Georgette regarde les brochures touristiques.
Elle doit tenir compte des expositions que René à toujours lors de la reprise des activités après les grandes vacances de juillet et août.
- Que penses-tu de partir en vancances à Gran Canaria, demande Georgette.
- Nous sommes entrés dans l'ère de l'urgence chronique. On ne rend plus le temps au temps. On prend des décisions sans réfléchir. Tout s'écrit sous forme de tweets. Tu connais cela un peu avec tes amies, ma Georgette", répond René en arrivant derrière elle.
- Trêve de badinage, l'enregistrement des vacances de septembre doit se faire assez tôt à l'agence de voyage. Partir ou rester c'est donc kif kif.. Tu es un pantouflard, très conventionnel et même prévisible malgré ton imagination fébrile sur tes tableaux. A notre âge, il faut penser à nous. Nous sommes obsolètes pour les jeunes qui apprennent plus vite en voyageant que nous l'avons fait à leur âge. C'est ça le progrès, mon René.
- D'accord, je suis un vieux crouton adversaire de tous ces trucs de notre modernité mais ce n'est pas moi qui suis malade. C'est la société modernisée. Il nous faut la remettre d'aplomb par l'amour, l'amitié, et la persuasion. Cette année, c'est le rebond et du "toujours plus" qui revient en cheval de bataille. A rechercher à être toujours le premier en tout, on finit par perdre le Nord. L'être humain est le seul être vivant qui ne parvient pas à se réguler par lui-même. Il lui faut des crises pour que rétroactivement, il réagisse. Le commerce et le pognon pour seules attractions avec la corruption en retour de flamme. Être dépendant des aléas, est-ce cela que tu appelles faire partie du progrès ? Tu as raison, je suis peut-être prévisible mais notre monde est bien plus en manque d'imagination.
Georgette n'a pas l'intention d'ouvrir une nouvelle polémique sur le sujet du progrès et du conservatisme. Elle connaît parfaitement les idées de René.

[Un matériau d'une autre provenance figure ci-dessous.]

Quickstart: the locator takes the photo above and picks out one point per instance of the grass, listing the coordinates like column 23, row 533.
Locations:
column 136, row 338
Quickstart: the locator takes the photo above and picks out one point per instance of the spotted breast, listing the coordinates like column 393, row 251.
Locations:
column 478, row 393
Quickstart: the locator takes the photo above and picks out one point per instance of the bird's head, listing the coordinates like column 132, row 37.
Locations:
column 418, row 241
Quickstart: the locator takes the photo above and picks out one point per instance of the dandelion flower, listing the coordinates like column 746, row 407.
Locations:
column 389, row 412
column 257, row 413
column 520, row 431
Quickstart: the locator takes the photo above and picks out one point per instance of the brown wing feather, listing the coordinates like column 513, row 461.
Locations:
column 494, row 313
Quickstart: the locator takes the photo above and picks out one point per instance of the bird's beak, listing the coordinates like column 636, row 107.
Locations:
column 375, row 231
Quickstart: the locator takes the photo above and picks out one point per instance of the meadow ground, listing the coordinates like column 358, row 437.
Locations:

René est un pessimiste de nature et le Covid, il y a peu, était intervenu dans leurs conversations devenues chroniques.
Georgette se targue de lui faire une opposition par un optimisme de bon aloi.
Le modernisme va seulement trop vite pour René.
Georgette devine que son carnet de dessins pris au fusain et son tableau doivent encore exister s'il ne les avait pas vendus depuis. Elle sait que vu la manière de peindre, ils ne doivent pas être très représentatifs comme le sont des photos. Pour lui, les photos ne sont pas des œuvres d'art si elles ne sont pas remaniées par après avec les artifices de l'imagination. Le surréalisme ne laisse pas grand-chose à la réalité visuelle.
Elle est prête à tous les sacrifices. Elle a besoin d'évasion à 360° en 3D alors que René se contente de sa petite toile de 60 centimètres carrés en deux dimensions.
Enfin, après moultes palabres, c'est décidé, ils irons à Gran Canaria.
L'agence où ils se sont inscrits leur a demandé de patienter, de ne pas s'exciter trop vite.
Georgette a utilisé Internet pour aller sur Facebook et parlotter sur ses vacances avec de petites amies qu'elle y rencontre dans l'inattendu des relations souvent restées virtuelles. Elle aime les contacts humains. Pour casser cette virtualité, elle a invité quelques rencontres fortuites en ville pour aller blablater ensemble. Elle a peur que les vacances n'aient, une nouvelle fois, pas eu lieu.
- Nos vacances sont confirmées. Je vais à l'agence, dit Georgette.
- Je ne m'en occupe pas. Va à l'agence. Tu as tout organisé. A toi d'assumer le reste maintenant, dit René.
- T'ai-je demandé quelque chose ? Je te connais depuis plus de 40 ans de vie commune. J'aime le hasard des rencontres et des découvertes. Toi, tu ne cherches que les nouveautés dans ton imagination artistique, répond du tac au tac, Georgette.
- C'est tout l'art du bon goût et de ma philosophie. Peu importe l'endroit où je suis. Je participe à tout sans bouger de mon chevalet, répond René.
Georgette ne répond pas à cette invitation à une nouvelle polémique.
Intelligente, elle sait qu'elle ne parviendra jamais à le convaincre totalement.
"La force des femmes, c'est leur douceur" se dit-elle en elle-même.
Sa logique du surréalisme ne passe pas avec tout le monde. Ce que René veut exprimer sur ses toiles sont parfois interprétées sans lien évident avec le titre que René leur donne.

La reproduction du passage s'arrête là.